Silver is not working with the spinal cord itself, only with the nerve that carries
impulses from a rat's right hind leg into the spinal cord. Scientists generally believe
the spinal cord cannot be repaired after injury.
"My philosophy is to start with something simple and get more complex,"
Silver said earlier this month.
Silver, a neuroscientist with a doctorate in anatomy, was to present his findings
Monday at a
symposium here of the Society for Neuroscience.
Dr. Richard Jed Wyatt of the National Institute of Mental Health, a leading researcher
in the field, said the finding was arousing excitement among scientists.
Silver said he and his colleagues, including postdoctoral student George Smith and
neurosurgeon Michel Kliot of Columbia Presbyterian Hospital in New York, began by cutting
and crushing roots of the sciatic nerve.
Cutting the root just outside the fifth vertebra produces effects much like those that
occur when a ruptured spinal disc crushes the root; toes can be moved but have no
sensation, Silver said.
"People with this problem limp and their foot hangs down. They have problems with
their toes gripping the ground and they fall. They can't wear high heeled shoes," he
said.
Then cells called astrocytes were used to try to repair damage at the fifth vertebra.
In embryos, astrocytes build what Silver described as highways for the long fibers
through which information goes to and from a nerve cell. But in adults he said, scar
tissue blocks off damaged nerve cells.
He said his research team made bridges from a new porous polymer coated with glia --
the long nerve fibers -- of astrocytes from rat embryos.
The bridge is shaped like a tiny pennant, with the pole going into the nerve root and
the flag into the spinal cord, he said.
He said most animals get some feeling back within a week or so, but those treated with
embryonic astrocyte glia seemed to return much closer to normal.
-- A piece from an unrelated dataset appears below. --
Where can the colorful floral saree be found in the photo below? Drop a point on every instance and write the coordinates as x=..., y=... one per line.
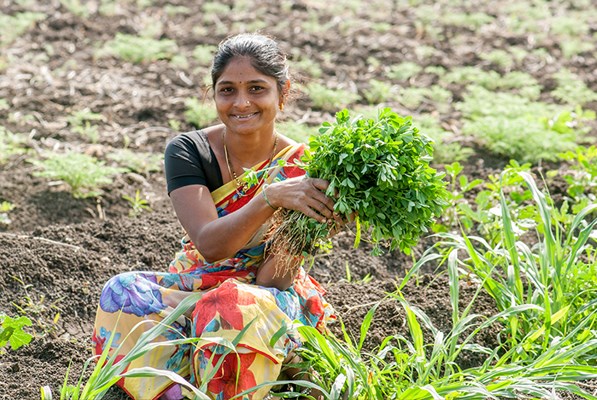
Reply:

They were also the only rats that lost all feeling again when the nerve root was cut a
second time--indication that the nerve had indeed grown back, he said.
"The astrocytes break down the scar and provide an appropriate highway for growth.
That's why this works," he said.
Of 44 rats tested so far, he said, 13 were treated with fetal astrocytes. Of those 13,
all regained feeling after treatment, but only seven lost it again after the nerve was
re-cut. "We have to figure out why those others don't work," he said.